In that war, Confederate slave owners possessing 20 or more slaves were exempt, and so were the overseers of at least that number. Members of state legislatures also were exempt. Confederate law also permitted the wealthy to buy their way out. The Union also allowed the rich to opt out through commutation (a $300 payment for most of the war) or by purchasing a substitute.

Subsequent drafts did not directly exempt the wealthy. The World War I Selective Service Act was much more objective, but it, too, had striking inequities. Let me cite just one example: About 24 million men were registered for the World War I draft, and about 17 million passed the initial physical and mental tests. Of these, more than 8 million petitioned for exemptions for a variety of reasons. Virtually all of those exempted were white! African-Americans made up 9 percent of the population in 1917, but 13 percent of those drafted. Why? Because there were no African-Americans on draft boards, and when a white man requested an exemption, an African-American could be found to send in his place. Given in 1917 the political impotency of African-Americans, the sorry state of race relations, the relatively much poorer health of African-Americans in general, and the terrible schools African-Americans attended, the statistics are striking. So much for the war to make the world safe for democracy.

The World War II draft was perhaps our most just draft, but even there, the undereducated were most likely to be carrying bayonets or leading those who did, and the well-educated were more likely to find themselves in the Pentagon or serving in one of the dozens of civilian organizations that ran the war effort. Many of these bureaucracies were huge — the War Production Board, for example, contained more than 20,000 bureaucrats. Furthermore, many skilled workers burrowed into war industries in which employees were granted draft exemptions, and they guarded these privileges fiercely. Read about Rosie the Riveter, and learn how hostile men were to females in war plants because for every woman in such a factory — and there were millions — a man might become eligible for the draft. In 1945, because of a severe manpower shortage, the War Manpower Commission tried to draft more than 350,000 surplus farm workers, but farm-state representatives and senators were successful in legislating against their being drafted. (President Truman vetoed the bill, but, because he did so in the spring of 1945, none served.)

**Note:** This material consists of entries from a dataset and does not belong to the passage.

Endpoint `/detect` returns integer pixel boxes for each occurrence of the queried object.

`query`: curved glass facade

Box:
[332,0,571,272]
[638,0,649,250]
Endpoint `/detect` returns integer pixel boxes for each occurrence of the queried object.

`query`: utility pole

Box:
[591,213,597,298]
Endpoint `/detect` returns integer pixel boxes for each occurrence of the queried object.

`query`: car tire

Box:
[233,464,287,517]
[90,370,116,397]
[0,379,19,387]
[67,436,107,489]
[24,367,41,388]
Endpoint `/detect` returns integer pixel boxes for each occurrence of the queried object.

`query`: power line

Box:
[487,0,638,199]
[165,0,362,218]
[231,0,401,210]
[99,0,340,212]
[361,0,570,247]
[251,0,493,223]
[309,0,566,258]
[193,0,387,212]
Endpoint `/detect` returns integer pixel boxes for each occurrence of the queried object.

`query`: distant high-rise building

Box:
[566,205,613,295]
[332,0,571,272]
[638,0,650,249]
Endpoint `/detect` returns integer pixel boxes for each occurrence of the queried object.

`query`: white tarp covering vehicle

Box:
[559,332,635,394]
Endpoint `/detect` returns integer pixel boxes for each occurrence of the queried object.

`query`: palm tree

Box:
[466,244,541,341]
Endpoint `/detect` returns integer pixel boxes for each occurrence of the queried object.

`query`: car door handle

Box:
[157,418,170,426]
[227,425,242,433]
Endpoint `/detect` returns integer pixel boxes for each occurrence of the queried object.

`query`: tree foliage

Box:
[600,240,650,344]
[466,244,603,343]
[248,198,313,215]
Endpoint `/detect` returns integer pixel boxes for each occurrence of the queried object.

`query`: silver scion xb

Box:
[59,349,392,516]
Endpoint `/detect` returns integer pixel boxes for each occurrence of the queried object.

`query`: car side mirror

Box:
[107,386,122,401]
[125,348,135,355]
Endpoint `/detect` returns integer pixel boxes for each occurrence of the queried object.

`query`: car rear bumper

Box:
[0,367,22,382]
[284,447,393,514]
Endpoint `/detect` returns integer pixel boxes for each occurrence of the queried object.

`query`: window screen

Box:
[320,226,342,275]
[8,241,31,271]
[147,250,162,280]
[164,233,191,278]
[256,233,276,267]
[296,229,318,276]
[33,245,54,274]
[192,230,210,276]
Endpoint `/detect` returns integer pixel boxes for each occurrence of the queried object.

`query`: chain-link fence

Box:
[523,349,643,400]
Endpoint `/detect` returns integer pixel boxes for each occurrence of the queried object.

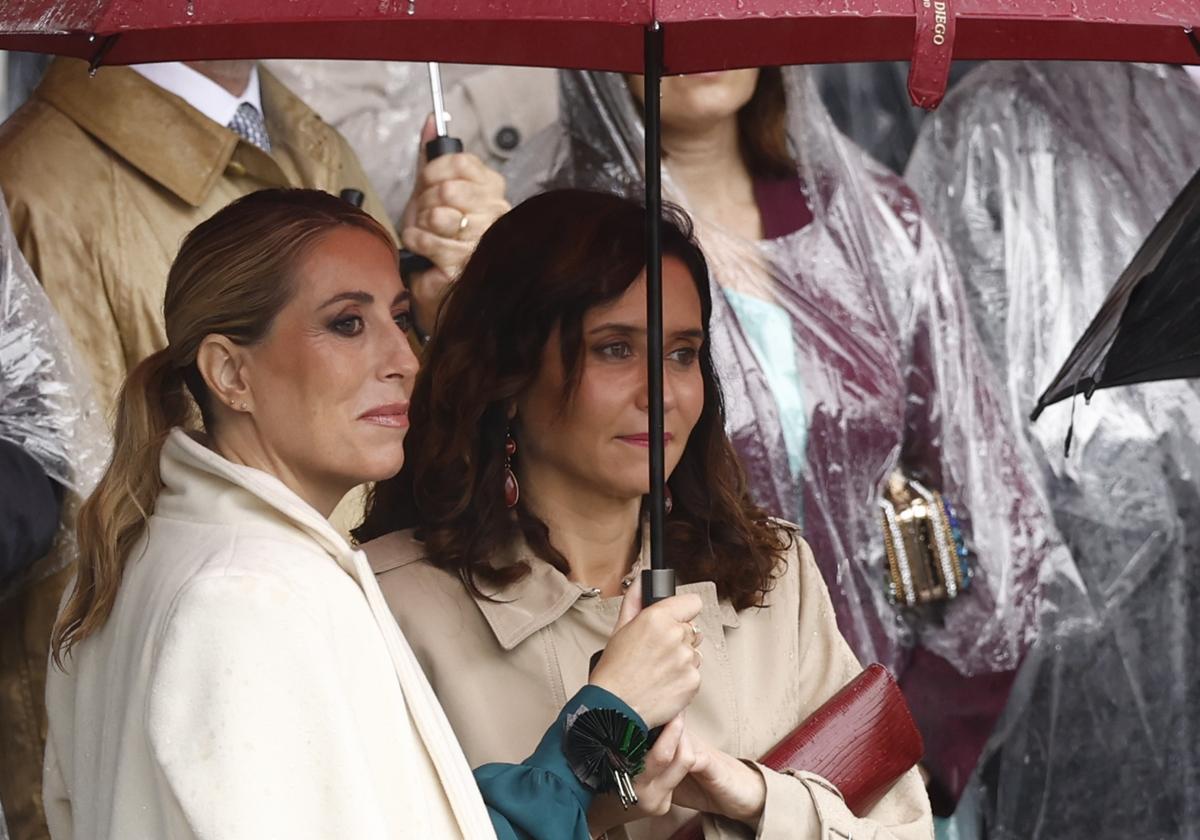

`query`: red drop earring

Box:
[504,432,520,508]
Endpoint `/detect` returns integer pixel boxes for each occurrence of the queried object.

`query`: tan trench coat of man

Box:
[0,57,394,840]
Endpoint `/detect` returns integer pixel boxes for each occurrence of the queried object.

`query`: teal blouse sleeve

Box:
[473,684,647,840]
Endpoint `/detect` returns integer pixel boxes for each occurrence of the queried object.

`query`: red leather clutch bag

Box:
[667,664,923,840]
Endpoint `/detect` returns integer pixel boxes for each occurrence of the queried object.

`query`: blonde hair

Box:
[52,189,394,665]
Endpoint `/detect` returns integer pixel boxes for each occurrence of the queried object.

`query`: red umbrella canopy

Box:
[1,0,1197,103]
[1,0,1197,581]
[665,1,1200,73]
[0,0,649,72]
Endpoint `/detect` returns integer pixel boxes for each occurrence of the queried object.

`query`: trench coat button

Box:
[494,126,521,152]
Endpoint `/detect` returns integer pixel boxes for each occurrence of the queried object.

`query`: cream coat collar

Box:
[157,430,354,566]
[158,429,498,839]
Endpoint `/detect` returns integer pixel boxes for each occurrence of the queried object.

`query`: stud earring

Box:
[504,432,520,509]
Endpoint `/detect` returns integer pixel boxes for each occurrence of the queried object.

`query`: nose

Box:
[381,325,420,385]
[632,355,678,414]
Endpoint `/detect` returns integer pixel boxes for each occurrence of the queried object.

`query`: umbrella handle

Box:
[399,135,466,279]
[583,570,674,742]
[425,135,464,159]
[641,567,676,608]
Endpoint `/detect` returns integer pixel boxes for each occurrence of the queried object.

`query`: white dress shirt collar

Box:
[129,62,263,128]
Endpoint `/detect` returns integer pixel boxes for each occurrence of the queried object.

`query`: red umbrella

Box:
[2,0,1197,598]
[1,1,1197,102]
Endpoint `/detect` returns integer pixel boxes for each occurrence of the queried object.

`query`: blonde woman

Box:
[44,188,704,840]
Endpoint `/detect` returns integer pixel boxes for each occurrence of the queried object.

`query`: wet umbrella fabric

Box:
[1,2,1198,101]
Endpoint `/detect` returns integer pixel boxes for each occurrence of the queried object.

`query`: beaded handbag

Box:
[878,471,972,607]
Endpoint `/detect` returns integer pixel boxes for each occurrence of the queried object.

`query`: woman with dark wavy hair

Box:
[357,188,932,839]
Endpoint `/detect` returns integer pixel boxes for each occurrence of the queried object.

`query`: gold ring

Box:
[457,213,470,234]
[688,622,701,646]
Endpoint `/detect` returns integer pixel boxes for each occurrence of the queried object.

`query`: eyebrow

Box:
[587,322,704,340]
[319,289,410,308]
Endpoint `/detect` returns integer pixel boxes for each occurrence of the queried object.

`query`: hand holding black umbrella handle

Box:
[640,567,676,607]
[400,62,464,281]
[586,571,676,751]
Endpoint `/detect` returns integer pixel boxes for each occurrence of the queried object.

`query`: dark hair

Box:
[738,67,796,179]
[356,188,790,608]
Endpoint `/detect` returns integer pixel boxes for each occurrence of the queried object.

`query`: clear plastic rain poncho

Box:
[907,61,1200,840]
[0,190,107,600]
[505,67,1074,801]
[811,61,982,174]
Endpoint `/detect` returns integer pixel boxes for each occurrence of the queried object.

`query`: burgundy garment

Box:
[752,176,815,238]
[724,173,1025,805]
[899,648,1017,814]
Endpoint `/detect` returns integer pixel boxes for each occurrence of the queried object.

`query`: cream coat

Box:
[368,528,934,840]
[44,431,496,840]
[0,62,389,837]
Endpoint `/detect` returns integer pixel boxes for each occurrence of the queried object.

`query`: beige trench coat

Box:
[368,529,934,840]
[0,58,392,840]
[265,60,557,225]
[0,58,393,417]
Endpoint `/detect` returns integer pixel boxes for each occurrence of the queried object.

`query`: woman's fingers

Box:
[592,593,704,727]
[412,179,509,218]
[635,717,695,817]
[655,729,698,791]
[415,206,466,239]
[644,714,686,773]
[653,593,702,624]
[401,226,470,272]
[613,575,644,631]
[412,149,506,195]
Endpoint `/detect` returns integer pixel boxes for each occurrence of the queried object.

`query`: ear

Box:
[196,334,254,413]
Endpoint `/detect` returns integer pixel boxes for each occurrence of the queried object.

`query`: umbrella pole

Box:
[642,21,676,606]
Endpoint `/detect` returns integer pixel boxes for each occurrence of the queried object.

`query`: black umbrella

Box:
[1034,166,1200,424]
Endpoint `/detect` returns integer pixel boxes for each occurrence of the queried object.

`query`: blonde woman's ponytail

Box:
[51,348,190,665]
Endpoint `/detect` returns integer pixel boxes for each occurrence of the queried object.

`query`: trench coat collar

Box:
[471,523,742,651]
[156,429,359,572]
[35,58,323,208]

The primary reason I oppose a draft, however, is because presidents have taken advantage of this too readily available pool for domestic political reasons. Truman could not have gone to war in Korea without a formal declaration if he had not had a draft force to fall back on. Nobody would be able to accuse him of losing Korea the way Joseph McCarthy and Richard Nixon pilloried him, Dean Acheson, and George Marshall for “losing” China. But a more glaring example is Vietnam.

Let me give you a quote from President Lyndon Johnson: In 1964, on the cusp of deciding whether or not to up the ante in Vietnam, McGeorge Bundy suggested that Johnson consider using only volunteers to fight in Vietnam. The president replied, “Well, you wouldn’t have a corporal’s guard, would you?” Johnson and Nixon prosecuted that disastrous war without a formal declaration because they had a draft (an exceptionally unjust one, at that).

We don’t need a draft now, and we don’t want to put such a pool of people into the hands of politicians without requiring them to seek formal approval from the people’s representatives.

—Alan Gropman is chairman of the Grand Strategy and Mobilization Department at the Industrial College of the Armed Forces. He was never drafted but served 27 years in the U.S. Air Force, including two flying tours in Vietnam in which he accumulated more than 670 combat missions. His views are his and his alone and do not represent those of the Industrial College of the Armed Forces, the National Defense University, the Department of Defense, or anybody else.